La Conner alum Cheryle Coapstick to sign books here in August

 


Author Cheryle Coapstick has garnered strong reviews for a spot-on depiction of her birthplace, fishing hub and former Russian colonial city Sitka, Alaska, in her latest book, a compelling account of her extraordinary family.

Local readers will no doubt also recognize a La Conner influence through the pages of “Alaska’s Firy”.

That is by design. Coapstick, after all, is a 1967 La Conner High grad now living in Mount Vernon.

Scenes in “Alaska’s Firy” set at the Sitka Café and Sitka Sentinel newspaper office are reminiscent of those that folks living in La Conner during the 1960s would have witnessed at the Waterfront Lunch and Puget Sound Mail, familiar hangouts for Coapstick during her teen years.

She returns to La Conner Aug. 26 for a presentation and book signing at Seaport Books, where “Alaska’s Firy” can be purchased.

The book focuses on the early life of Coapstick’s mom, Gladys Schutt and the challenges she faced being bi-racial (Russian and Yupik) in then-segregated Sitka.

“There are some heavy themes in the book,” Coapstick told the Weekly News, “so I tried to lighten things up with the men at the café sitting around discussing the issues of the day kind of like the guys did at the Waterfront Lunch.”

After her graduation from La Conner High, Coapstick worked three years at the local bank, saved her money and set out on an adventure befitting a future author. She went to Israel and lived in a kibbutz.

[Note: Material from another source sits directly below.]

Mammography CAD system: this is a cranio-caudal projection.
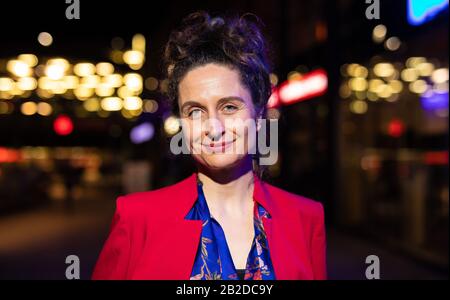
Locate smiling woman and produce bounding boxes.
[93,12,326,280]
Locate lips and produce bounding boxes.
[202,141,234,151]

Coapstick shared her experiences with La Conner readers via frequent articles submitted to PSM publisher Pat O’Leary.

From those days as a foreign correspondent for PSM, Coapstick has become a much-in-demand novelist and chronicler whose advice is sought by aspiring writers.

“Write, write and then write some more,” she tells them. “When you’re not writing, read. Read the authors you admire. Read the first time to enjoy the story, then re-read for the characters, the dialogue and the structure.

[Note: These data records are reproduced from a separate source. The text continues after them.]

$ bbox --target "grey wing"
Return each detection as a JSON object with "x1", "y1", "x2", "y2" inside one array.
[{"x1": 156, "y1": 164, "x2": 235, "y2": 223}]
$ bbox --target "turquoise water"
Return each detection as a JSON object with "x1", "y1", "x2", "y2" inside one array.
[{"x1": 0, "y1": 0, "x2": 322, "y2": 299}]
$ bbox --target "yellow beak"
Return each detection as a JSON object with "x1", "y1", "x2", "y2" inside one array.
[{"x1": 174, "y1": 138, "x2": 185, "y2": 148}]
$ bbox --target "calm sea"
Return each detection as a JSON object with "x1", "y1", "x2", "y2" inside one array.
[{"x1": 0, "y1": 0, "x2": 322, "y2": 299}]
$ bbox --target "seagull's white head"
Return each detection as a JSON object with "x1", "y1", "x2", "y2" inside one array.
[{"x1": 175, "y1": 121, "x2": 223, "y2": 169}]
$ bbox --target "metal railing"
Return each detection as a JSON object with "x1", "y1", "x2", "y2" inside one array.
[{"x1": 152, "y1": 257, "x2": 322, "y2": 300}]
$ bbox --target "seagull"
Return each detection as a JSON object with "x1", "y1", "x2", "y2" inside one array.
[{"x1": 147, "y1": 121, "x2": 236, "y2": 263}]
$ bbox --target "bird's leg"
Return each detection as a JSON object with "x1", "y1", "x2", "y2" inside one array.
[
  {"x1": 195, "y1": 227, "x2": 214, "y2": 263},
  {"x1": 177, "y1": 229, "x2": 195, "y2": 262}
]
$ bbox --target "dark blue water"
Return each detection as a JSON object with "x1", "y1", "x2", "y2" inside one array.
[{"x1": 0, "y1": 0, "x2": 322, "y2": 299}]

Coapstick also counsels prospective authors to invest time in taking detailed notes from the work of impactful writers.

“I have copied chapters in longhand from my favorite authors,” she said. “There is something about physically copying their work that gets into your muscles on a cellular level. I’m convinced it has made me a better writer.”

Coapstick is equally adept at receiving advice, as was the case when she began penning “Alaska’s Firy”. She asked La Conner resident Maureen Harlan and Kay Frey, formerly of Pleasant Ridge, to read its early chapters, adding further to the book’s La Conner connection.

“They gave me great advice,” said Coapstick.

“Alaska’s Firy” is part of a series of books screenwriter Bodie Thoene urged Coapstick to write.

“He challenged me to write my family story,” she explained, “so my grandchildren would know the kind of world their great-grandparents lived in.”

Book Two, “About Miss Ruth,” is scheduled for release this fall. Coapstick flies to Sitka in September to do research for the third volume, “Alaska’s Mama.“

But first, she has a late August date in La Conner.